Aram Mahmoud is also celebrating a fresh start in 2022. Like Tchatchet, his team-mate in the IOC Refugee Olympic Team at Tokyo 2020, Mahmoud was granted new citizenship earlier this year, in the Netherlands.
For Mahmoud, who fled Syria’s war-torn capital of Damascus in 2015, badminton, and participating in sport, have played a pivotal role in his integration in his new country. After arriving in the Netherlands, the then-teenager was relocated several times before badminton helped him find a permanent home in Almere.
“It has been a journey of a lot of ups and downs. Because of the sad situation in my home country of Syria, I had no choice but to leave, but when I first came to the Netherlands, badminton helped me a lot to integrate with others and learn the language,” says Mahmoud, now 24, who was a star junior badminton player in Syria.
“Things changed when people helped me by finding a club where I could play badminton. I made friends through playing badminton. Sport helped me a lot, mentally – to be able to forget all the stuff that is going on in the world and in Syria and just focus on playing badminton.”
Having previously competed for Syria, Mahmoud had to wait three years until he could rejoin the international badminton circuit. But he quickly made up for lost time, soaring up the world rankings from a position of 937th in 2018, and was rewarded with a Refugee Athlete Scholarship from the IOC the following year. Two years later, he was an Olympian.
“When the IOC President announced my participation and I was selected to go to Tokyo, it was one of the best moments of my life, because my dream was coming true,” says Mahmoud, who became the first athlete to play badminton for the Refugee Olympic Team. “I have to say that it feels amazing [to have been at the Games] because it is something that will stay with me my entire life [and] that no one can take away.”
“Sport gave me a family”
Yonas Kinde was one of 10 athletes who competed for the first-ever Refugee Olympic Team in Rio, where he took part in the men’s marathon. At the end of 2020, the runner, who originally hails from Ethiopia, became a citizen of Luxembourg, meaning he was no longer eligible to represent the IOC Refugee Olympic Team in Tokyo.
It was in Kinde’s native Ethiopia where he first developed a love for the sport, running back and forth to school as a teenager in order to save his bus money. Encouraged by one of his teachers, he began competing in athletics and soon excelled in long-distance events.
But life changed completely in 2012 when Kinde fled Ethiopia. Arriving in Europe that winter, he was granted asylum in Luxembourg the next year – and, just as it did for Tchatchet and Mahmoud, sport had a central role in helping him build a new life.
“Running taught me to be stronger. Running helped me to integrate with people.

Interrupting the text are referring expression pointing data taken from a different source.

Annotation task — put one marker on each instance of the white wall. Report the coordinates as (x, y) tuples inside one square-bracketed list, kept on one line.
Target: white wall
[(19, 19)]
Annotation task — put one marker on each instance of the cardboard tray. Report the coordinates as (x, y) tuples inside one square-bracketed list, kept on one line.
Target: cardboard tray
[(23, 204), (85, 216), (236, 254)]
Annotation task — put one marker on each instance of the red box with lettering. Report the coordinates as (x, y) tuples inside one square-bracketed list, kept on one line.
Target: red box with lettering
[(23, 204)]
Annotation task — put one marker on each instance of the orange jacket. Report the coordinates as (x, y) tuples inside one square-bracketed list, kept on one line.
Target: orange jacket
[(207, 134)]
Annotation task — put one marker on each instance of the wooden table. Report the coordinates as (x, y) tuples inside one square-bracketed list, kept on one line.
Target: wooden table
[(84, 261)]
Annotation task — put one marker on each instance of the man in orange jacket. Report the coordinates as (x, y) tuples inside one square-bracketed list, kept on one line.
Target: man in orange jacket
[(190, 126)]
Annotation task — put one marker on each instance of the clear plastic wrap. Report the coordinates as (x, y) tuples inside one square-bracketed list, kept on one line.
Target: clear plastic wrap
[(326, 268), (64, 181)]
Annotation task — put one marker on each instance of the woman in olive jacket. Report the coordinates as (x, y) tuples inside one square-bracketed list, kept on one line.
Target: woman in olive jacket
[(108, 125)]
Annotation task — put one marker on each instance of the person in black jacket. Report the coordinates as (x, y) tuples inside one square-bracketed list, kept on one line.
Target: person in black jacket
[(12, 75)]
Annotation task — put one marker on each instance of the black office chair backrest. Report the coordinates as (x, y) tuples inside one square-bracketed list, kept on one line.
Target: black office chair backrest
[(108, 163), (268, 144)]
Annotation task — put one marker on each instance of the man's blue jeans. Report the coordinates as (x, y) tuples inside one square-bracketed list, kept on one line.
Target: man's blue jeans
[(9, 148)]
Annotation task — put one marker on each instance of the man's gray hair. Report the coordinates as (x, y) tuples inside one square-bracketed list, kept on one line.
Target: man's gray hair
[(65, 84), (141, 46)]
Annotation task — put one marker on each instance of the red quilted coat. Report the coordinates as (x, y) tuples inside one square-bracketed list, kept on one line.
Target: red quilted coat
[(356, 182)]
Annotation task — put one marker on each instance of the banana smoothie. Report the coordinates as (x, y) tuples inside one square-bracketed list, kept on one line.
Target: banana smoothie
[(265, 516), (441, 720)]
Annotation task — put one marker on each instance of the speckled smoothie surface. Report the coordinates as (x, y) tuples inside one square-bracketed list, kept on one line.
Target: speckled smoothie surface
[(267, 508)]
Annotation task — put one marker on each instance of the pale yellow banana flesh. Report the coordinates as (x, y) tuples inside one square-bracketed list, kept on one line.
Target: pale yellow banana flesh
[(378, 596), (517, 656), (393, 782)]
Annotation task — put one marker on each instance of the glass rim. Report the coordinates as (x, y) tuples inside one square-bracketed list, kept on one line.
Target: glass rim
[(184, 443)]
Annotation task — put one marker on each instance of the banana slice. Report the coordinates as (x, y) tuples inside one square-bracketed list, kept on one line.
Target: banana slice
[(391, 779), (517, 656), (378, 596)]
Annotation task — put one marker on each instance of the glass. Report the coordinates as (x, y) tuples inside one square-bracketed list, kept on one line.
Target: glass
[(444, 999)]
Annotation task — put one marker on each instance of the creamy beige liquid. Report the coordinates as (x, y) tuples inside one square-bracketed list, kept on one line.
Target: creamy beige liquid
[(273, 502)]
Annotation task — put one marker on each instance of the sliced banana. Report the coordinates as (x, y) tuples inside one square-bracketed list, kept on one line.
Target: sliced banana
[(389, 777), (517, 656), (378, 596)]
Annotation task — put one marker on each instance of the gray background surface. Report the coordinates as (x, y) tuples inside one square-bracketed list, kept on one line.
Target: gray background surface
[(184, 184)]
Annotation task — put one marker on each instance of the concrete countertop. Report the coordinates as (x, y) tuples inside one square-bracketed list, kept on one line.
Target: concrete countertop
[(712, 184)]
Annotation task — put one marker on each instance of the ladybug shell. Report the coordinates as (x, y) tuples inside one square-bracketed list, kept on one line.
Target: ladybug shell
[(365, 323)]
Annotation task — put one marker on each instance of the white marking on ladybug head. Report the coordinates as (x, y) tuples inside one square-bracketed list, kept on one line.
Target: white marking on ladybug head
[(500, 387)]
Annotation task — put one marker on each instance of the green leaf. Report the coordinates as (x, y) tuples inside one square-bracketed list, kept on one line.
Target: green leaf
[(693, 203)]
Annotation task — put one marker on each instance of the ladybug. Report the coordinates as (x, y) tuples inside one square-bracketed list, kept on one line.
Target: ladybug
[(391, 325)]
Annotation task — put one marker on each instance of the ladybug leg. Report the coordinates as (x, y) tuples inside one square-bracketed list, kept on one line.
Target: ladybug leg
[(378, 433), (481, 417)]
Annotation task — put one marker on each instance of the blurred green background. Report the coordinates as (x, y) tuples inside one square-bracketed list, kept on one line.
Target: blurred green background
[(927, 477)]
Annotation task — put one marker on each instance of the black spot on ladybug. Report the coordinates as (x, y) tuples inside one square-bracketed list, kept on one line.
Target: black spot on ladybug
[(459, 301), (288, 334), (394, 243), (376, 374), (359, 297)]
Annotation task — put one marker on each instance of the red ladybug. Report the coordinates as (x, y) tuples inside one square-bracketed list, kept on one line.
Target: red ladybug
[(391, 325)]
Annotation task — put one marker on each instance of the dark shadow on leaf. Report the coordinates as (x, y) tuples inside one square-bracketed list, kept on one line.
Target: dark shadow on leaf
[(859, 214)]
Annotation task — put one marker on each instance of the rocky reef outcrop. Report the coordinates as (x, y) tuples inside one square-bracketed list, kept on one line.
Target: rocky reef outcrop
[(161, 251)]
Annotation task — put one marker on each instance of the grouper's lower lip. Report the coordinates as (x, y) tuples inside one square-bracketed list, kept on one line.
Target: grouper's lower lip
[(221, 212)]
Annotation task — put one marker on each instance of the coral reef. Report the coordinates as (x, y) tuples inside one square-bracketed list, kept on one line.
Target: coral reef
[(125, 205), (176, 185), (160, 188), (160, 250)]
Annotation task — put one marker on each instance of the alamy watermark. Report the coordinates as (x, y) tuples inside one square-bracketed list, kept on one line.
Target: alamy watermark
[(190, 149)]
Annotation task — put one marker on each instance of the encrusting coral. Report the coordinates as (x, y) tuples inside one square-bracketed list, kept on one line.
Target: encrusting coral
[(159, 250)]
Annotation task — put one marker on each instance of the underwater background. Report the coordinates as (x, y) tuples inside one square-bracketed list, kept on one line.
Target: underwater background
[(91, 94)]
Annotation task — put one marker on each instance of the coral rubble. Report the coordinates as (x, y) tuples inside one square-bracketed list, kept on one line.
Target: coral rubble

And running helped me to find myself,” says Kinde, who went on to win events in France and Germany. “Sport gave me a family, not just in Luxembourg, but around the world.”
After becoming the first athlete from the Refugee Olympic Team to compete in the marathon at Rio 2016, Kinde combined his running with studies in pharmaceutical logistics in Luxembourg, while also working in a pharmacy distributing COVID-19 vaccines.
Then, in 2020, seven years after he was granted asylum, Kinde reached the next milestone in his journey when he became a citizen of Luxembourg.
“It’s a great thing for me, when I’m searching for jobs, and also to integrate more with people,” he says. “I can also represent Luxembourg in sport.”
It is a path that has been followed by Tchatchet and Mahmoud, with more members of the Refugee Olympic Team on course to be granted citizenship in other countries. But Kinde, like his fellow athletes – whether living in Luxembourg, Great Britain, the Netherlands or elsewhere in the world – remains hugely proud of being part of that historic team and what it represents.
“The IOC Refugee Olympic Team is a symbol of hope – for refugee athletes, and also for refugees around the world.”